Jansen, 28, had never missed a game in his pro career, making 80 straight starts, and prided himself on his durability. It had become one of his hallmarks dating back to his college days and the Redskins were counting on a Pro Bowl type season from him.
"Immediately, it was just the thought that everybody I've known," Jansen said, "and everybody who knows me, they don't expect Jon Jansen to be laying on the ground and having to be helped off the field. At first you feel just like you let everybody down, but then you realize that there's really nothing you could have done about it. There was nothing I could do to prevent it, as it's been explained to me. It's unfortunate, and it's something I have to deal with and the Redskins have to deal with, and obviously we'll all deal with it together."
Jansen said he will switch his focus to helping his teammates, lending advice and taking part in meetings ("By no means is this year over for me in terms of being part of the team," Jansen said. "But it is in terms of being on the field.").
The Redskins could insert Kenyatta Jones, a three-year veteran who was signed in 2003 from New England, into Jansen's spot, or perhaps move Derrick Dockery, who came on strong in the second half of last season, to the right side and then tinker with the left side of the line.

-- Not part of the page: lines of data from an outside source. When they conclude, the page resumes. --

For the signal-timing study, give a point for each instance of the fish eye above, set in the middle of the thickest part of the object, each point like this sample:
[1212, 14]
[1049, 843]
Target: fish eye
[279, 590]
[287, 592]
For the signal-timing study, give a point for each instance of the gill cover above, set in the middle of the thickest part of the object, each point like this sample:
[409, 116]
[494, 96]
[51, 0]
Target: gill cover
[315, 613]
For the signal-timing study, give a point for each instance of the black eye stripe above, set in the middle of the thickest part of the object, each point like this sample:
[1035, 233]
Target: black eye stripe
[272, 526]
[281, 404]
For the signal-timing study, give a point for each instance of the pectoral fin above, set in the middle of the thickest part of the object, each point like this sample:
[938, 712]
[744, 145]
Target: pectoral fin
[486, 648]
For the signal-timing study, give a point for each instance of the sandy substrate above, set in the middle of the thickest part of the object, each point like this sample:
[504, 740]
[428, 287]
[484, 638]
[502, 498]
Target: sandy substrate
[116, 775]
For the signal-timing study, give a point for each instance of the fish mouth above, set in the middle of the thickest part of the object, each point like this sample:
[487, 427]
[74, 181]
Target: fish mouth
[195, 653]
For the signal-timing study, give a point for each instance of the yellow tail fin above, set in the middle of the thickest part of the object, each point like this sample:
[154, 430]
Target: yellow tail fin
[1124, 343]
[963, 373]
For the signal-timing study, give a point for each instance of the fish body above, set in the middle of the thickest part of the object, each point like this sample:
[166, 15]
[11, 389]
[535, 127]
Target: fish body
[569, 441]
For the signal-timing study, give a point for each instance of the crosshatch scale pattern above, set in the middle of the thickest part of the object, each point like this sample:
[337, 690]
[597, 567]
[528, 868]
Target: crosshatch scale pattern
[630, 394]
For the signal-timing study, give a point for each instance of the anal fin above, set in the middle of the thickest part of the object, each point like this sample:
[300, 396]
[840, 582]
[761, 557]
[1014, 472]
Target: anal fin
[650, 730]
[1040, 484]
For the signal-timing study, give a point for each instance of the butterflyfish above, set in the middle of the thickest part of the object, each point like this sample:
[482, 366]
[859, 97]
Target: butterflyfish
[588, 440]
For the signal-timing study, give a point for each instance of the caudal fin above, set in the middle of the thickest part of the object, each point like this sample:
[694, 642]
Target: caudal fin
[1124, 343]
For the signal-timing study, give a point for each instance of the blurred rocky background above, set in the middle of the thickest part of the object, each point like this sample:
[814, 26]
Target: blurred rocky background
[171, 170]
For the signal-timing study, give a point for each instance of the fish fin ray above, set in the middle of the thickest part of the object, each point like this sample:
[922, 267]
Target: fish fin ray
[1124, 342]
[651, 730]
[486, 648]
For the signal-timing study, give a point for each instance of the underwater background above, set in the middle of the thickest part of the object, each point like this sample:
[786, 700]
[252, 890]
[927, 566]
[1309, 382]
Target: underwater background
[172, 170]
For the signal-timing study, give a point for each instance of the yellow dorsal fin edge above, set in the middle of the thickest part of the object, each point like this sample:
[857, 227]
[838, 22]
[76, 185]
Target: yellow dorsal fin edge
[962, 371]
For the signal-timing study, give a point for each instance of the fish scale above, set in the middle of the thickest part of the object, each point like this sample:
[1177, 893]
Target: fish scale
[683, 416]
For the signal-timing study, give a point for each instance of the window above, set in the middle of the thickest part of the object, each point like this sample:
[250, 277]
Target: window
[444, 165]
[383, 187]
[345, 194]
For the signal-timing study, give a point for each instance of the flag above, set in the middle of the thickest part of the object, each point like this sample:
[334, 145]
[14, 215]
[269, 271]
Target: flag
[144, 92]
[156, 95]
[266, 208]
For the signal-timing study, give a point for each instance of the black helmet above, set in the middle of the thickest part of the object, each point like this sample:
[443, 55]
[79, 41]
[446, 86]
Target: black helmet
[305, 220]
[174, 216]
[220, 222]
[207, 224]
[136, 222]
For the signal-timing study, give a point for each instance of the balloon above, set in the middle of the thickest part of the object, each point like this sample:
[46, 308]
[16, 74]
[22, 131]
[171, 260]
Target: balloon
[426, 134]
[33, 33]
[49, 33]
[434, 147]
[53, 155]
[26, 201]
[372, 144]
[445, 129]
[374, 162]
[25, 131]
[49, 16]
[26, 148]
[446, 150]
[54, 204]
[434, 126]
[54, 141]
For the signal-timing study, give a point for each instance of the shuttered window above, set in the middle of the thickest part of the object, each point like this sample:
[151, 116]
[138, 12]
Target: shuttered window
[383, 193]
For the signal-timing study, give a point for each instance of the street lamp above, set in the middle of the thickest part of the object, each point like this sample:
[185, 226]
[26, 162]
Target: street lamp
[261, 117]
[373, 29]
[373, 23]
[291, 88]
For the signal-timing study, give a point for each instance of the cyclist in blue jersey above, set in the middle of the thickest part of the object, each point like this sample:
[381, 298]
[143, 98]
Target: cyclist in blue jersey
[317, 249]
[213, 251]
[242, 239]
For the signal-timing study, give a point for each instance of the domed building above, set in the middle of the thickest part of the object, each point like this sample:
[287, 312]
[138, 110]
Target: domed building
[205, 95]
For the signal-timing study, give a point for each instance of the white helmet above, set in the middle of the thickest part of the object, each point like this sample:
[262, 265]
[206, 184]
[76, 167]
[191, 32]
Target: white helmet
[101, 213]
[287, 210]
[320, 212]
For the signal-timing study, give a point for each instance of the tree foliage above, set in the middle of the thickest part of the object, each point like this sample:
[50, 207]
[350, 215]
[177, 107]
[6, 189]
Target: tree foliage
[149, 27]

Rookie lineman Mark Wilson, a fifth-round pick, and three-year veteran Daryl Terrell could also see more playing time due to the injury, and the Redskins might also look to sign or trade for a veteran lineman, although the timing of Jansen's loss will make it difficult to acquire an impact player.
Jansen, meantime, will spend the next six weeks in a non-weight bearing cast and he hopes to be able to begin jogging three months from now. His size, 6 feet 6, 305 pounds, could push those projections back given the nature of this injury, but Jansen would like to be able to begin practicing in four months, allowing him to get into good shape for the start of off-season workouts.
"It's just a matter of how long it takes to get your strength back," Jansen said. "For a normal-sized individual, it's obviously less because you don't have as much weight to support. But I've always been a quick mender, I don't swell very much and there wasn't very much swelling in it today, so I'm shooting for the four-month mark . . . It's just a pain in the butt for a while and I'll be back next year."